Asteroid 2019 XM2 passes the Earth.

Asteroid 2019 XM2 passed by the Earth at a distance of about 879 900 km (2.29 times the average  distance between the Earth and the Moon, or 0.59% of the distance between the Earth and the Sun), slightly after 5.50 pm GMT on Thursday 5 December 2019. There was no danger of the asteroid hitting us, though were it to do so it would not have presented a significant threat. 2019 XM2 has an estimated equivalent diameter of 10-32 m (i.e. it is estimated that a spherical object with the same volume would be 10-32 m in diameter), and an object of this size would be expected to explode in an airburst (an explosion caused by superheating from friction with the Earth's atmosphere, which is greater than that caused by simply falling, due to the orbital momentum of the asteroid) in the atmosphere between 31 and 15 km above the ground, with only fragmentary material reaching the Earth's surface.

 The calculated orbit of 2019 XM2. JPL Small Body Database.

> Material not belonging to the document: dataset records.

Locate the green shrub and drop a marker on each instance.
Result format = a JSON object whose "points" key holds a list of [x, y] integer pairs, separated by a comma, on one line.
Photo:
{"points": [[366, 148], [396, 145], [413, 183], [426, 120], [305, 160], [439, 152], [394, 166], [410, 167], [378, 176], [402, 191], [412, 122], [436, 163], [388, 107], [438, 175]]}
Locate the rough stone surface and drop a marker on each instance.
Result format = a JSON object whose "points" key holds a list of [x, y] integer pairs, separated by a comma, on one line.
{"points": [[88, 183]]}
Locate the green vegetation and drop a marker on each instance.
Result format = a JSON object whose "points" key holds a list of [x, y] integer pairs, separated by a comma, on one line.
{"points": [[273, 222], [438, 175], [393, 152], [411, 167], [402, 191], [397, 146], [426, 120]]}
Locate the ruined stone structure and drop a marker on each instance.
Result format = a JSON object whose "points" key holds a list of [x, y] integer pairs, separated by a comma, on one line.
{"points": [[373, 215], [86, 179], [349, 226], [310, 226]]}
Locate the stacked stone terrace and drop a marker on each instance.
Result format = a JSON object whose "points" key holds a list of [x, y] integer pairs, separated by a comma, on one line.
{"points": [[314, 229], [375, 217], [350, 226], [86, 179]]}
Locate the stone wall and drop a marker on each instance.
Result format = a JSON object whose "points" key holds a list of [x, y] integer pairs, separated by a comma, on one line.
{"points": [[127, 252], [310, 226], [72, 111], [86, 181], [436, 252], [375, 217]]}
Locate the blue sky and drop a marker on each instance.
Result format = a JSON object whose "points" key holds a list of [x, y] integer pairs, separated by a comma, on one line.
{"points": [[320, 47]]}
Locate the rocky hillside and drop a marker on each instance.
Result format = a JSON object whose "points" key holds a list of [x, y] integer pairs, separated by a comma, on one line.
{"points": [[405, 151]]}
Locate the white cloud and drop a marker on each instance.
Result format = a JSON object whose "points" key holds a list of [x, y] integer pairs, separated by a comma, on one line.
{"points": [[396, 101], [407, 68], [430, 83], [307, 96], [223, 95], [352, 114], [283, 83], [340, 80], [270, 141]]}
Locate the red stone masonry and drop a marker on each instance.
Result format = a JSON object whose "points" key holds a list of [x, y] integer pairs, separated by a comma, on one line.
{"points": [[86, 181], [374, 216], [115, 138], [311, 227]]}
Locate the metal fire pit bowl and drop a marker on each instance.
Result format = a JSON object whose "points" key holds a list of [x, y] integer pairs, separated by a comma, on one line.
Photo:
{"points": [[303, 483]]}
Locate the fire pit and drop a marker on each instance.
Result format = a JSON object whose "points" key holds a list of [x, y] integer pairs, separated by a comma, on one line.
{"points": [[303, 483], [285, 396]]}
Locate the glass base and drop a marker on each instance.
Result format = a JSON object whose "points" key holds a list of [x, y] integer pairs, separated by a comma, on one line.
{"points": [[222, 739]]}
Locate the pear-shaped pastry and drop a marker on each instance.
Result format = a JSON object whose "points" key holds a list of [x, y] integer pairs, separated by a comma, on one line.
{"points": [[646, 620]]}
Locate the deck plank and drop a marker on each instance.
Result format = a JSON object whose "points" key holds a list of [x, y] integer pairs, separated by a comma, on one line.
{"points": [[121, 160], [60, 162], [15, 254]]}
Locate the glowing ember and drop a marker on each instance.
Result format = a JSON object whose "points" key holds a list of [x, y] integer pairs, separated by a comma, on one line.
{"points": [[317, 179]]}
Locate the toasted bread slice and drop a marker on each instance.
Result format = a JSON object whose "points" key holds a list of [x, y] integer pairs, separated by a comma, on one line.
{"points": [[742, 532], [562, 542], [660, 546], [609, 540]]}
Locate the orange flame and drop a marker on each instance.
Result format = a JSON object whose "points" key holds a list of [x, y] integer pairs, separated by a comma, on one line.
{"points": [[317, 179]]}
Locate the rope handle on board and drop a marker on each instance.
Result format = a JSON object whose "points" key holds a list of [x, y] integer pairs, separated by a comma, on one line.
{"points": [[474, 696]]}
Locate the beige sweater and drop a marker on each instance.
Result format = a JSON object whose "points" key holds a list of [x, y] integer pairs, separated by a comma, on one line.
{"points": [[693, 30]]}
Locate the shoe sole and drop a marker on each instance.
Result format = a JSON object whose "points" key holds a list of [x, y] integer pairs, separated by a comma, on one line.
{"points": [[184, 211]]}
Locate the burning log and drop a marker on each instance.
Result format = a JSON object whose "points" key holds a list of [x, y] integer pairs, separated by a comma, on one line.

2019 XM2 was discovered on 5 December 2019 (the day of closest encounter with the Earth) by the University of Tokyo's Kiso Observatory. The designation 2019 WM2 implies that the asteroid was the sixtieth object (asteroid D - in numbering asteroids the letters A-Y, excluding I, are assigned numbers from 1 to 24, with a number added to the end each time the alphabet is ended, so that A = 1, A1 = 25, A2 = 49, etc., which means that M2 = (24 x 2) + 12 = 60) discovered in the first half of December 2019 (period 2019 X).

2019 XM2 has a 479 day orbital period and an eccentric orbit tilted at an angle of 32.8° to the plane of the Solar System, which takes it from 0.96 AU from the Sun (i.e. 96% of he average distance at which the Earth orbits the Sun) to 1.43 AU from the Sun (i.e. 1.43% of the average distance at which the Earth orbits the Sun). It is therefore classed as an Apollo Group Asteroid (an asteroid that is on average further from the Sun than the Earth, but which does get closer). This means that 2019 XM2 occasionally comes close to the Earth, with  the last such lose encounter having happened in June this year (2019) and the next predicted for November 2023.